Biarkan aku merasakan cinta yang lain.

Biarkan aku bahagia meski cerita bahagia ini berjalan tanpamu.

-ooo-

               Tanganku bergenggaman dengan sebuah tangan yang harusnya hangat tapi terasa dingin menyentuh buku-buku jariku. Dia memberikanku rasa aman dengan kehangatannya yang tidak dapat kurasakan. Rasanya selalu seperti ini. Aku tidak pernah merasakan hangatnya dirinya, sekalipun dia tidak pernah memperlakukanku dengan sikap dingin. Aku berpura-pura memandangnya sedangkan hatiku berpaling, hatiku menutup matanya dan tidak ingin merasakan kehadirannya.

Kepalaku menengadah ke atas. Sebuah benda putih dingin jatuh, menyentuh kulitku lalu kemudian mencair. Butiran-butiran putih yang lembut tapi dingin itu terus berjatuhan, menyentuh kulit wajahku. Aneh! Dia mencair di atas dinginnya kulitku. Apa aku tidak cukup dingin untuk tetap membuat wujudnya seperti semula?

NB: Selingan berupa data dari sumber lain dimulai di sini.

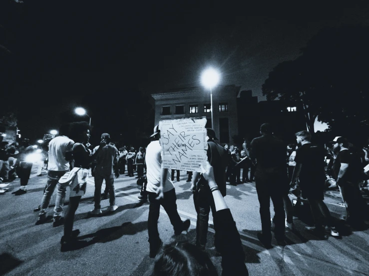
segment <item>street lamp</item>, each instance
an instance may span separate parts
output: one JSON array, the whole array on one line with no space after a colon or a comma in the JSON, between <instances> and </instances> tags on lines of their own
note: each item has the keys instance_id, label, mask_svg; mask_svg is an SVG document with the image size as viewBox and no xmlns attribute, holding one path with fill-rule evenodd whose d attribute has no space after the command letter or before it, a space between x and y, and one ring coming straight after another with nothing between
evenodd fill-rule
<instances>
[{"instance_id":1,"label":"street lamp","mask_svg":"<svg viewBox=\"0 0 369 276\"><path fill-rule=\"evenodd\" d=\"M219 82L219 73L215 69L210 68L201 75L201 83L206 88L210 89L210 112L211 112L211 128L214 130L214 116L213 115L213 94L211 89Z\"/></svg>"},{"instance_id":2,"label":"street lamp","mask_svg":"<svg viewBox=\"0 0 369 276\"><path fill-rule=\"evenodd\" d=\"M87 112L86 112L86 110L84 109L83 108L81 107L77 107L74 110L74 112L77 115L79 115L80 116L83 116L83 115L87 115L87 117L90 118L90 126L91 126L91 117L90 117L87 114Z\"/></svg>"}]
</instances>

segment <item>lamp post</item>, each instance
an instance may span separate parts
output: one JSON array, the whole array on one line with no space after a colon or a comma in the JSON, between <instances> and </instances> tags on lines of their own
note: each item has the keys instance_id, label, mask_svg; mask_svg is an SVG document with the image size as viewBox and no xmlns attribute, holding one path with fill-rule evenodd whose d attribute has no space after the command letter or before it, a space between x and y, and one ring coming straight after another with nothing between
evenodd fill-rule
<instances>
[{"instance_id":1,"label":"lamp post","mask_svg":"<svg viewBox=\"0 0 369 276\"><path fill-rule=\"evenodd\" d=\"M77 107L74 110L74 112L77 115L79 115L80 116L83 116L83 115L87 115L87 117L90 118L90 126L91 126L91 117L90 117L87 114L87 112L86 112L86 110L84 109L83 108L81 107Z\"/></svg>"},{"instance_id":2,"label":"lamp post","mask_svg":"<svg viewBox=\"0 0 369 276\"><path fill-rule=\"evenodd\" d=\"M212 88L219 82L219 73L212 68L209 68L203 72L201 75L201 83L206 88L210 89L210 112L211 113L211 128L214 130L214 115L213 114L213 93Z\"/></svg>"}]
</instances>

“Wah, turun salju.” Ucap seseorang yang berdiri di sampingku sambil menggenggam tanganku. “Apa kau merasa dingin?”

Aku menggeleng. Aku sudah terbiasa dengan dingin, kenapa aku harus merasakan kedinginan? Hatiku dingin tapi kenapa orang ini masih saja menyelimutiku dengan sikap hangatnya? Apa dia cukup hangat untuk membuatku mencair?

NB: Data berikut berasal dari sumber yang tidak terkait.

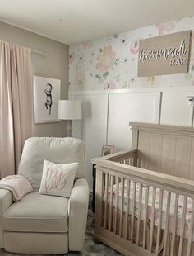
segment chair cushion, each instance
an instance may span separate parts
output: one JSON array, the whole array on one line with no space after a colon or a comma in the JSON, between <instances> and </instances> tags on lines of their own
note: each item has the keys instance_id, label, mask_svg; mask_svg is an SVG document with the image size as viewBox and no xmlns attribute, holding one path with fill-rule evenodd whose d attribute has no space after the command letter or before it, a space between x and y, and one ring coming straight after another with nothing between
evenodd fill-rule
<instances>
[{"instance_id":1,"label":"chair cushion","mask_svg":"<svg viewBox=\"0 0 194 256\"><path fill-rule=\"evenodd\" d=\"M30 192L7 210L2 228L5 231L66 233L67 218L67 198Z\"/></svg>"},{"instance_id":2,"label":"chair cushion","mask_svg":"<svg viewBox=\"0 0 194 256\"><path fill-rule=\"evenodd\" d=\"M18 174L25 176L38 192L43 174L44 159L53 163L77 162L76 178L85 178L84 143L76 138L34 137L25 140Z\"/></svg>"}]
</instances>

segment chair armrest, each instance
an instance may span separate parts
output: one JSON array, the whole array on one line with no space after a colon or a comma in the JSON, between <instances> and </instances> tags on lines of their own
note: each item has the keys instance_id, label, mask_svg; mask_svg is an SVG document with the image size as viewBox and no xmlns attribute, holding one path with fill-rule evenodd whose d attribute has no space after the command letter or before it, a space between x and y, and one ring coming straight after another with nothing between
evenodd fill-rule
<instances>
[{"instance_id":1,"label":"chair armrest","mask_svg":"<svg viewBox=\"0 0 194 256\"><path fill-rule=\"evenodd\" d=\"M69 250L82 251L84 247L89 188L86 179L76 180L69 199Z\"/></svg>"},{"instance_id":2,"label":"chair armrest","mask_svg":"<svg viewBox=\"0 0 194 256\"><path fill-rule=\"evenodd\" d=\"M12 203L12 193L7 189L0 189L0 248L4 248L2 215Z\"/></svg>"}]
</instances>

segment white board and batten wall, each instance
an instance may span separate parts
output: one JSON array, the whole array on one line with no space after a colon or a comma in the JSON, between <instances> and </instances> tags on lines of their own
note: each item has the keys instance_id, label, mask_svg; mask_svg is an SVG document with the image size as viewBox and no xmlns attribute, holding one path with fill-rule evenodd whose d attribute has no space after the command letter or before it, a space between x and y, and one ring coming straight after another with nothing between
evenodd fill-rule
<instances>
[{"instance_id":1,"label":"white board and batten wall","mask_svg":"<svg viewBox=\"0 0 194 256\"><path fill-rule=\"evenodd\" d=\"M83 118L73 121L72 135L85 144L90 189L91 159L100 156L105 144L115 145L116 151L130 148L130 121L193 126L187 96L194 96L194 87L69 92L70 99L81 101Z\"/></svg>"}]
</instances>

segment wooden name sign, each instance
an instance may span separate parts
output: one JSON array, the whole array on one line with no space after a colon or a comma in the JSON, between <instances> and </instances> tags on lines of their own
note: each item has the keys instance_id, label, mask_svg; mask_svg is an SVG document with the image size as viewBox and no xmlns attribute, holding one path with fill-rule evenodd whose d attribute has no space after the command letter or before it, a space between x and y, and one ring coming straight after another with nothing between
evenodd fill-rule
<instances>
[{"instance_id":1,"label":"wooden name sign","mask_svg":"<svg viewBox=\"0 0 194 256\"><path fill-rule=\"evenodd\" d=\"M140 40L138 77L187 73L192 31Z\"/></svg>"}]
</instances>

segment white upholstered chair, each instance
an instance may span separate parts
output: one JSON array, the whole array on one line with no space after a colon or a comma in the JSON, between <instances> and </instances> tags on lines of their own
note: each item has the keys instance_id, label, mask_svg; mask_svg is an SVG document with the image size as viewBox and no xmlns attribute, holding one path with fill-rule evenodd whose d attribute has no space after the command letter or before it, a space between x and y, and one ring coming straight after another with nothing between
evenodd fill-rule
<instances>
[{"instance_id":1,"label":"white upholstered chair","mask_svg":"<svg viewBox=\"0 0 194 256\"><path fill-rule=\"evenodd\" d=\"M0 248L23 254L65 254L84 246L89 190L85 179L84 144L75 138L30 138L18 174L33 192L13 203L11 192L0 189ZM39 194L44 159L78 162L70 198Z\"/></svg>"}]
</instances>

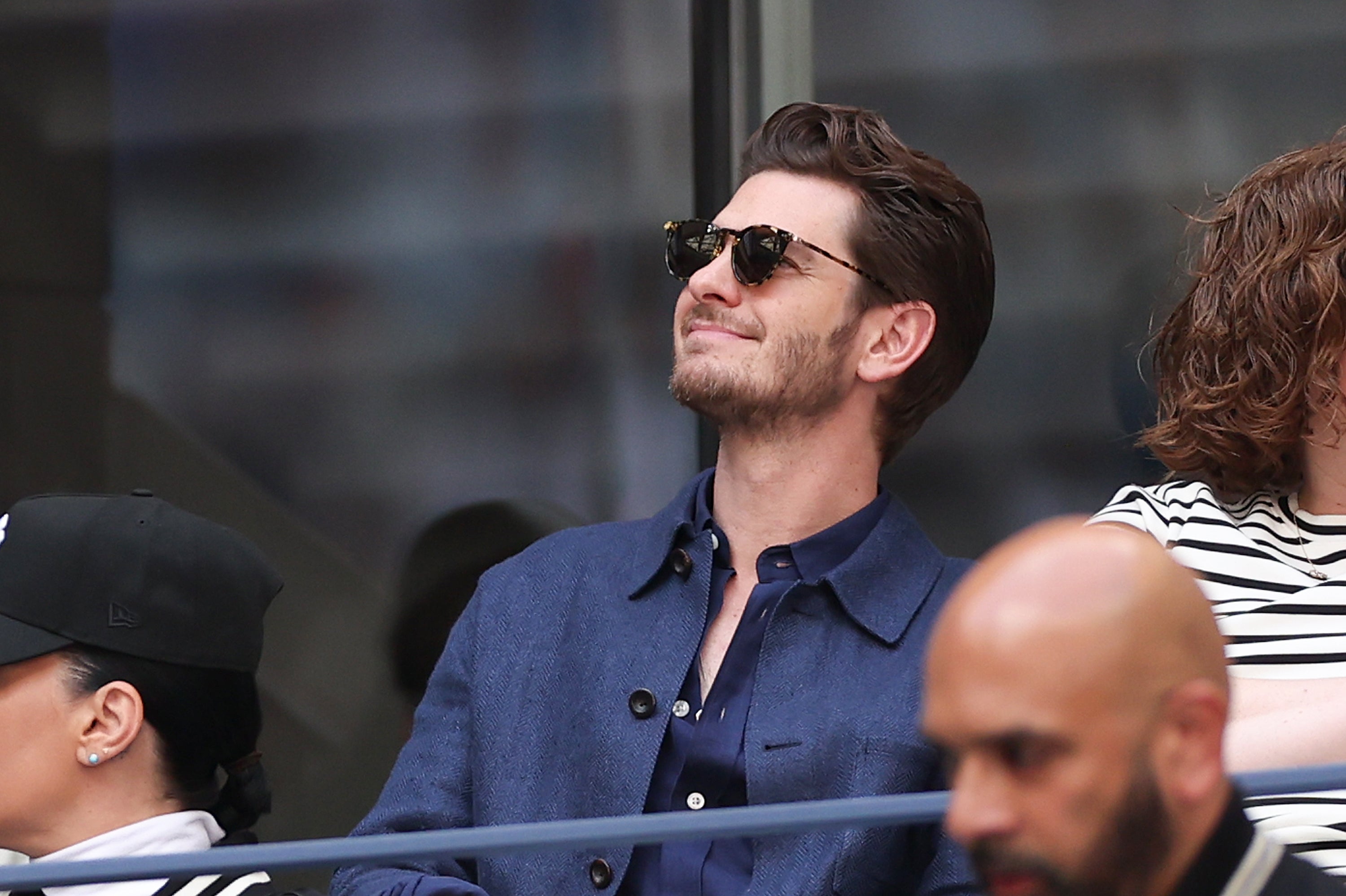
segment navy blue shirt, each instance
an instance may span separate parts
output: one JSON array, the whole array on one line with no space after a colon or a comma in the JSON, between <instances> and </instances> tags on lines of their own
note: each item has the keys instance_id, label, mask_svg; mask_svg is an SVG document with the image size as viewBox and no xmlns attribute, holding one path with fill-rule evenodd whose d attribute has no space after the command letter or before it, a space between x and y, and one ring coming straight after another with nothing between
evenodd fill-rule
<instances>
[{"instance_id":1,"label":"navy blue shirt","mask_svg":"<svg viewBox=\"0 0 1346 896\"><path fill-rule=\"evenodd\" d=\"M724 605L724 587L735 574L728 538L711 517L713 483L713 476L703 480L693 518L696 531L709 529L715 544L707 627ZM847 560L887 507L888 494L880 491L841 522L794 544L767 548L758 556L758 584L748 596L704 705L700 654L686 673L654 766L645 811L747 805L743 733L758 654L771 613L795 584L816 585ZM619 896L739 896L751 880L752 842L746 837L656 844L635 849Z\"/></svg>"}]
</instances>

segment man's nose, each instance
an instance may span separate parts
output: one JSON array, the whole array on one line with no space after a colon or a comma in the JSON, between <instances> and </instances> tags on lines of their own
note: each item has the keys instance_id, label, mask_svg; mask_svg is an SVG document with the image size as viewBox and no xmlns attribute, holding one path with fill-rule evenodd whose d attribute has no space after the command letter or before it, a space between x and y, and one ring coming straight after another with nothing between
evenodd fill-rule
<instances>
[{"instance_id":1,"label":"man's nose","mask_svg":"<svg viewBox=\"0 0 1346 896\"><path fill-rule=\"evenodd\" d=\"M686 287L693 299L730 307L743 301L743 284L734 277L732 250L734 238L728 237L720 254L688 278Z\"/></svg>"},{"instance_id":2,"label":"man's nose","mask_svg":"<svg viewBox=\"0 0 1346 896\"><path fill-rule=\"evenodd\" d=\"M1003 775L985 763L962 761L953 776L944 827L964 845L1007 837L1018 827L1018 811Z\"/></svg>"}]
</instances>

Salju pertama di musim salju tahun ini. Ah...lagi, aku mengingatnya. Dia yang masih bersarang di otakku seakan enggan pergi dari sana walaupun aku telah membuka pintu sarangnya lebar-lebar. Walau kenyataannya kami tidak bersama lagi, tapi bayangannya masih mengikutiku. Dia tidak sehangat sosok yang sedang berdiri di sampingku ini. Dia dingin. Tapi, aku masih bisa merasakan hangatnya tangannya saat menggenggam tanganku. Dia terus bergelayut di pikiranku padahal sudah delapan tahun semenjak ia pergi.

Lucu saat kami membayangkan akan hidup bersama selamanya. Di kehidupan itu, hanya aku dan dia sebagai tokoh utamanya. Kenyataannya sekarang, kami mempunyai hidup yang berbeda. Dia, entah di mana, mungkin sudah melupakanku dan sedang menggenggam tangan orang lain. Dia sudah punya kehidupan sendiri.

Sama seperti aku.

Aku sudah punya kehidupan sendiri dan sedang menggenggam tangan orang lain. Tapi bedanya, aku tidak melupakannya. Atau lebih tepatnya, aku tidak mencoba untuk melupakannya. Aku tetap memikirkannya sedangkan aku tahu dia mundur secara perlahan untuk melupakanku. Aku masih saja berdiri sedangkan dia sedang berlari meninggalkanku sendiri, terpuruk dengan kenangan manis milik kami.

Bodoh.

 “Tanganmu dingin.” Lanjutnya. Ia semakin menggenggam erat tanganku lalu memasukkannya ke dalam kantong coat miliknya. Tangan kami saling berpagutan menjadi satu di dalam hangatnya kantong itu. Dia berjalan di sampingku, mengiringi langkahku menyusuri jalan setapak kecil menuju sebuah restoran kecil yang hangat di ujung jalan.

Dia menarik kursi untukku saat kami sudah sampai di restoran bergaya country itu. Si pemilik restoran menyalakan perapian yang membuat pengunjungnya tetap merasakan hangat sedangkan salju di luar semakin menumpuk.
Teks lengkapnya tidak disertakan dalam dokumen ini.